10/31/2011

Noir Genius: Weldon Kees and Jorge Luis Borges


Tomorrow, as night descends on Boyle Heights, I'll be reading a few poems by noir genius Weldon Kees (who should be more famous for his poetry rather than his presumed suicide). I'm a mere accessory to this crime. The key suspects are my fellow readers listed below:

What: Noir Genius: Weldon Kees and Jorge Luis Borges
Join Dana Gioia, Robert Mezey, Jamie FitzGerald, Mariano Zaro, and Lou Matthews for a discussion on the genius of Weldon Kees and Jorge Luis Borges.
When: Tuesday, Nov. 1, 7 - 8:30pm
Location: Mariachi Plaza, Mariachi Plaza Gold Line Station (1st / Boyle), near Libros Schmibros Bookshop and Lending Library (I believe this is outdoors so bring a jacket)

Another great opportunity to paint the town noir includes my friend, fiction writer Cheryl Klein, along with some other fantastic writers/performers:

What: Big Noir Open Reading—with Features
When: Sunday, Nov. 6, 3-5 p.m.
Who: Cheryl Klein, Pam Ward, Mike Sonksen
Where: Gemini Manor, 1341 N. Mariposa Ave., Los Angeles, CA 90027

I hope you'll join us at one or both of these events!

For more on Night and the City: L.A. Noir in Poetry, Fiction and Film, see the Los Angeles Poetry Festival brochure.

6/01/2011

Insurmountable Challenges

Dreams over the past week have been full of insurmountable challenges. I was at the gym with some glamorous LA ladies. We were in the locker room getting ready to go, but one of the women had left her quadruplet babies behind. I volunteered to take them home with me. But then I had to face the reality--how was I going to manage quadruplets, along with my own baby girl? How was I going to fit all those car seats into my car?

4/28/2011

Wasps

I was on the road overlooking Makapuu, except it was more a walking path than a road, and I found a rock that looked like Buddha on its convex side and was filled with crystal formations on the hollow innerside. Then there was a baby boy who had a frighteningly large wasp on his face--long yellow body with long white wings. The insect on the baby caused me panic, and soon the air was filled with them--wasps like bomber planes zooming around us.

4/12/2011

April 17: She Walks in Beauty Reading in Seattle

Please join me this Sunday for a poetry reading I've curated on behalf of Poets & Writers. As a good friend of mine put it: It will be sweet and deep.

Details:
Poets & Writers, Barnes & Noble, and Hyperion/Voice celebrate National Poetry Month with a series of readings inspired by the new anthology She Walks in Beauty: A Woman's Journey Through Poems. The Seattle reading features a tremendous lineup with Kathleen Flenniken, Jourdan Imani Keith, Rebecca Loudon, Colleen J. McElroy, and Susan Rich.

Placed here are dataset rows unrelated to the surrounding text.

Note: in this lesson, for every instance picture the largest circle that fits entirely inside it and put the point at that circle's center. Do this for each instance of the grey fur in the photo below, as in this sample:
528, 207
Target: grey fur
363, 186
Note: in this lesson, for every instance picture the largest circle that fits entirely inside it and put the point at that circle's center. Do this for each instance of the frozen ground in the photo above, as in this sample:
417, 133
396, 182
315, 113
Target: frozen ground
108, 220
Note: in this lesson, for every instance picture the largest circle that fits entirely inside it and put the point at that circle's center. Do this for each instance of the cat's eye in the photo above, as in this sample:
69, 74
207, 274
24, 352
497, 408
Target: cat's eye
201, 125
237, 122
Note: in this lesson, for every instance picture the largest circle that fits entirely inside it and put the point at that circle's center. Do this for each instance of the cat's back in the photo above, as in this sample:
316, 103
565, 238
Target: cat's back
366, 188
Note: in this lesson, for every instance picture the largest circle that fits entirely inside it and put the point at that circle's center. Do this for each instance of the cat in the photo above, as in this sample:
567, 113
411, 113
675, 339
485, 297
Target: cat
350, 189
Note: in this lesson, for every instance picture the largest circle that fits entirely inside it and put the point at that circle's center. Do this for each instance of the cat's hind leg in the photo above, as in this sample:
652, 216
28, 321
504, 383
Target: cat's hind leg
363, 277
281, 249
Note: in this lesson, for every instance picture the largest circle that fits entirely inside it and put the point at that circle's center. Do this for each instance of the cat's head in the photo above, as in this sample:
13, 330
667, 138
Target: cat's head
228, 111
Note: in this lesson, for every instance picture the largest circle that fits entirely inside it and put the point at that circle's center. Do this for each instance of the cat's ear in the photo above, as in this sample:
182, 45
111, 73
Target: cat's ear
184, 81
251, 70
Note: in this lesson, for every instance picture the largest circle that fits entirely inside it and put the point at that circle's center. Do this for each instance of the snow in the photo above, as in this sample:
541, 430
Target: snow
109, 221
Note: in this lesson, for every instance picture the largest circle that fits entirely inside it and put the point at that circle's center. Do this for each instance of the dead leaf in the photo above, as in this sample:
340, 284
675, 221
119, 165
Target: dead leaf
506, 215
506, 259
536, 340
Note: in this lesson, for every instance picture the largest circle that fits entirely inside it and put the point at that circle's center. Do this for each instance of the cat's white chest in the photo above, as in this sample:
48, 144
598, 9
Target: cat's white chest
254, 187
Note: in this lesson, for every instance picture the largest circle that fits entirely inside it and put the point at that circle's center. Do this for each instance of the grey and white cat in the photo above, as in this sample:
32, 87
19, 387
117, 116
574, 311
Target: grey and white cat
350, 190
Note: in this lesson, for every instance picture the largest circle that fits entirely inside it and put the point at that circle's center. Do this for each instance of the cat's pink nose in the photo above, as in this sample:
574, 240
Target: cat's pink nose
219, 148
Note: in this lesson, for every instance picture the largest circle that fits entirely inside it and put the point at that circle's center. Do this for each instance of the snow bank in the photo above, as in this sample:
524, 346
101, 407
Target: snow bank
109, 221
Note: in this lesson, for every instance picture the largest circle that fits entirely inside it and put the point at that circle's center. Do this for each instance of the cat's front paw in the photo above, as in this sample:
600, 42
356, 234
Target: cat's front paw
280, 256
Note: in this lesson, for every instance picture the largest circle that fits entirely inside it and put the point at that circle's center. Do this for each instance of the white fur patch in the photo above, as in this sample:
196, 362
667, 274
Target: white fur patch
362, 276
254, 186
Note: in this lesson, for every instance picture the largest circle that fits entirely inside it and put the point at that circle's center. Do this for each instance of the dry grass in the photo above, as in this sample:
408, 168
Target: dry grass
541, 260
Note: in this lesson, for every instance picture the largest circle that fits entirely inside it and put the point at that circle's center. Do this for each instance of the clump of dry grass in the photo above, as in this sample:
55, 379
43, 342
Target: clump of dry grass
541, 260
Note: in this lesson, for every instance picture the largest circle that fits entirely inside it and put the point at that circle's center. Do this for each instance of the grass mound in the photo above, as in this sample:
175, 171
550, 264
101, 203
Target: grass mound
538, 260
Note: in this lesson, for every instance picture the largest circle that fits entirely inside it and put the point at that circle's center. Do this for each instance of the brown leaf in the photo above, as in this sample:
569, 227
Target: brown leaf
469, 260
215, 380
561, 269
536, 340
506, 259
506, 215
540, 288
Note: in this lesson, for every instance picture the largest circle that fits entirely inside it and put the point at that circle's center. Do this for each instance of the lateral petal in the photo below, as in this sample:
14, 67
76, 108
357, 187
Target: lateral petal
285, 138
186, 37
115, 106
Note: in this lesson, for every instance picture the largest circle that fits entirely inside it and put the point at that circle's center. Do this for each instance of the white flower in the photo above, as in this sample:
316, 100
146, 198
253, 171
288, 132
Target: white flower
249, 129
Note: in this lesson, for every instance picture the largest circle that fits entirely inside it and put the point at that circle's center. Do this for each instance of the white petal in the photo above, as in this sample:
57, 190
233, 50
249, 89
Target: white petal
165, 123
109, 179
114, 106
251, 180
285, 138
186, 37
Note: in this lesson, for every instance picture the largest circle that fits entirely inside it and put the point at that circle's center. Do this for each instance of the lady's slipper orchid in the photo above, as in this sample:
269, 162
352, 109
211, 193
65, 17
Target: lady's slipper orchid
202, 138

April 17, 7 PM Barnes & Noble, 2675 Northeast University Village Street. For information about this and other related readings, visit pw.org/poetrymonth.

About the readers:

Kathleen Flenniken’s first book, Famous, won the Prairie Schooner Book Prize in Poetry and was named a Notable Book by the American Library Association and a finalist for the Washington State Book Award. Her second collection, Plume, has been selected by Linda Bierds for the Pacific Northwest Poetry Series, and will be published by University of Washington Press in Spring 2012. Flenniken teaches poetry with Writers in the Schools, Jack Straw, and other arts agencies, and she is a co-editor of Floating Bridge Press, a poetry press dedicated to Washington State Poets.

Jourdan Keith, a Hedgebrook alumna, is the City of Seattle ’s 2006-2007 Seattle Poet Populist Emeritus. Her awards include the City of Seattle Office of Arts and Cultural Affairs in 2010 for Coyote Autumn and 2004 for the play and solo performance of “The Uterine Files.” An excerpt from her memoir Coyote Autumn is included in the anthology Something to Declare (University of Wisconsin Press). She is the Founder and Director of Urban Wilderness Project, “restoring communities, culture and the environment” by leading storytelling, restoration and wilderness programs rooted in social change.
 
Rebecca Loudon's most recent collection of poetry is Cadaver Dogs from No Tell Books. She is currently working on Queer Wing-ed, an exploration of the inner life of artist Henry Darger. Queer Wing-ed will be published by Leafe Press in London and the United States. Rebecca is a professional musician and teaches violin lessons to children.

Colleen J. McElroy is a Professor Emeritus at the University of Washington. She was Editor-in-chief of the Seattle Review from 1995-2006. Her most recent collection of poems, Sleeping with the Moon (2007), received a 2008 PEN/Oakland National Literary Award. She is also a writer of creative non-fiction and her latest collections include: A Long Way from St. Louie (travel memoirs), and Over the Lip of the World: Among the Storytellers of Madagascar (finalist in the 2000 PEN USA Research-based Creative Nonfiction category). McElroy is the recipient of the Before Columbus American Book Award, two Fulbright Fellowships, two NEA Fellowships, a DuPont Fellowship, and a Rockefeller Fellowship. Her next collection, Here I Throw Down My Heart, is scheduled to be published by The University of Pittsburgh Press in 2012.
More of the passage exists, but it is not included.